Multi-Agent Control, Optimization and Learning
By working as a cohesive whole, multiple autonomous agents usually offers better autonomy in complicated missions such as search and rescue, exploration of the unknown, monitoring a large area, etc, that are well beyond the capability of individual autonomous systems. The main challenge to coordinate multi-agent systems comes from the absence of a global controller. This gives rise to distributed algorithms, which achieve global objectives through only local coordinations among nearby neighbor agents. Along this direction, we develop
- Distributed algorithms for multi-agent formation control including rigid formations (undirected & directed) and flexible formation, in 2D and 3D, with global stability.
- Distributed algorithms for solving linear equations (i.e. linear regression) including least-square solutions and solutions with minimum L1 norm.
- Distributed algorithms for consensus-based multi-agent optimization with exponential stability
- Distributed algorithms for task allocation in complex environment with unknowns and dynamics.
- Methods for convergence analysis of multi-agent actor-critic reinforcement learning, multi-agent Q-learning, multi-agent TD learning.
Keywords: Distributed Optimization; Multi-Agent Reinforcement Learning; Distributed Task Allocation.
Although autonomous systems are able to learn, make decisions, and act intelligently, human's expertise are usually valuable in complicated scenarios, and learning from human demonstrations are also one efficient way to program autonomy. Challenges for human-autonomy teaming come from that human inputs are usually sparse, vague and much slower than autonomy. In this direction, we develop:
- Method based on inverse optimal control (IOC) to learn objective functions from limited human data, which combined IOC with optimal control serves as a nice predictor for human motion. The proposed techniques matches very well with the real human motion data.
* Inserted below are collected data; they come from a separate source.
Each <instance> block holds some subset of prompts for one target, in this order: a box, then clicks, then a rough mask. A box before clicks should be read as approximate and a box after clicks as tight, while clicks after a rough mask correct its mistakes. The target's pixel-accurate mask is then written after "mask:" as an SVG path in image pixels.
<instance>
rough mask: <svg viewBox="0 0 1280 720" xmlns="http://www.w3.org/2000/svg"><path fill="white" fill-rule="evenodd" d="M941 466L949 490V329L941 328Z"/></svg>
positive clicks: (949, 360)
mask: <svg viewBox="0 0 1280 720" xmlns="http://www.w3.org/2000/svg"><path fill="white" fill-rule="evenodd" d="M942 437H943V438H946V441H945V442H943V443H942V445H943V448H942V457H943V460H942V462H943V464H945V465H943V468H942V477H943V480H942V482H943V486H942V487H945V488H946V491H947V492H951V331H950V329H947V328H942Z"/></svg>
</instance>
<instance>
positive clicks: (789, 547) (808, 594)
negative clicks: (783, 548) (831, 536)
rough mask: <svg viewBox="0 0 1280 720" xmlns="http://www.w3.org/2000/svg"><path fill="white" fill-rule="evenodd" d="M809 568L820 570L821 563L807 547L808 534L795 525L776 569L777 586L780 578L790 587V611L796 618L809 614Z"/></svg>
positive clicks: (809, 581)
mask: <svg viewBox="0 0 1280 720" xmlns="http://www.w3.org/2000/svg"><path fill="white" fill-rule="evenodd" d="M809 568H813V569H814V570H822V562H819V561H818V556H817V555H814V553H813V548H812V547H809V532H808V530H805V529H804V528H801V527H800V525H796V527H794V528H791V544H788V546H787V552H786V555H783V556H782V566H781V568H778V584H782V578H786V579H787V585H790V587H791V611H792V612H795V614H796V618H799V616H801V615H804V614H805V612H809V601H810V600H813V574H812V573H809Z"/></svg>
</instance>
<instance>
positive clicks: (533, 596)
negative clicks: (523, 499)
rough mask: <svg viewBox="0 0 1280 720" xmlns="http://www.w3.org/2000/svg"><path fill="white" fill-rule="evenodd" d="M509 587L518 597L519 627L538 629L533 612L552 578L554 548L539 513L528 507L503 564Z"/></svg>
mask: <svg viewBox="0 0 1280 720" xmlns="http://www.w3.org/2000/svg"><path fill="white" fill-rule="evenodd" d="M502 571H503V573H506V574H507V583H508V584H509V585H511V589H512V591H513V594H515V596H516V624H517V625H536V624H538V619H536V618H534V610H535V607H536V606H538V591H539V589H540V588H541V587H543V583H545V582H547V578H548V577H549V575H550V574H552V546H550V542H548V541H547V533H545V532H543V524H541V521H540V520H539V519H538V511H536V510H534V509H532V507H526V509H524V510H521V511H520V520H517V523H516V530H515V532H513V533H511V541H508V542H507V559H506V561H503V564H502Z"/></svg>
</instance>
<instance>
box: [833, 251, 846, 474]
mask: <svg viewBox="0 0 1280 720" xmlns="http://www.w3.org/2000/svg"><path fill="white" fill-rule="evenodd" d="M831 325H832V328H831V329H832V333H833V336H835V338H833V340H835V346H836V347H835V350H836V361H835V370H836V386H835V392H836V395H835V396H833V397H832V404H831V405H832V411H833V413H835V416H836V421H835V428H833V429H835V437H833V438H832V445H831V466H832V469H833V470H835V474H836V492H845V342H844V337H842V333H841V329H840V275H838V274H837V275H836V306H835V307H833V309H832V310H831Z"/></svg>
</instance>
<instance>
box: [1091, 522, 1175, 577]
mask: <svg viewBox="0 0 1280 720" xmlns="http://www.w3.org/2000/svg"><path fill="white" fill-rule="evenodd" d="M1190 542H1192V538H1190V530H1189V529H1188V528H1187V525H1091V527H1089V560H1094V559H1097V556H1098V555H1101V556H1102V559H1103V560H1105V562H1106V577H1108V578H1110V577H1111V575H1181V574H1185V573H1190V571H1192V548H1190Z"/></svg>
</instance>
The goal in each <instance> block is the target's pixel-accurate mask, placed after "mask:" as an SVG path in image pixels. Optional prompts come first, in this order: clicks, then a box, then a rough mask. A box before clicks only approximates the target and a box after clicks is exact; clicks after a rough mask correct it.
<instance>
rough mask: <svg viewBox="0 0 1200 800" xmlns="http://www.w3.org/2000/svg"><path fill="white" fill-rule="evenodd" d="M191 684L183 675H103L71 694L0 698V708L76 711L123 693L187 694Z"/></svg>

- End-to-end learning framework for autonomy to learn from sparse human demonstrations, which is validated by guiding a quadrotor to pass through two windows base don sparse way points from human operator.
- Algorithm for autonomy to interact with human, in which human gives directional corrections incrementally only when autonomy is not satisfactory.
Keywords: Inverse Optimal Control, Inverse Reinforcement Learning, Sparse Human Inputs, Human-Machine Interactions.
Resilient Autonomy in Multi-Agent Swarms
Multi-agent swarms equipped with distributed algorithms are inherently robust against individual agent/link failures. However, the dependence on local coordination among nearby neighbors also make the swarm vulnerable in the presence of even one malicious agents. This has motivated us to achieve resilience which guarantees system's performance even in hostile environment. Challenges for resilience in multi-agent swarms comes from the fact that each agent is low-cost with limited capability of onboard sensing/communication/processing while the cyber-attacks could be intelligent and launched simultaneously in multiple locations. Along this direction, we develop
- Systematic approaches to achieve automated resilience against Byzantine attacks without identification or isolation, especially for consensus-based distributed algorithms.
- Methods to achieve resilience for multi-agent QD-learning
Experimental Research in Multi-Vehicle Coordination
We have also been interested in implementations of advanced control algorithms into multi-vehicles coordination.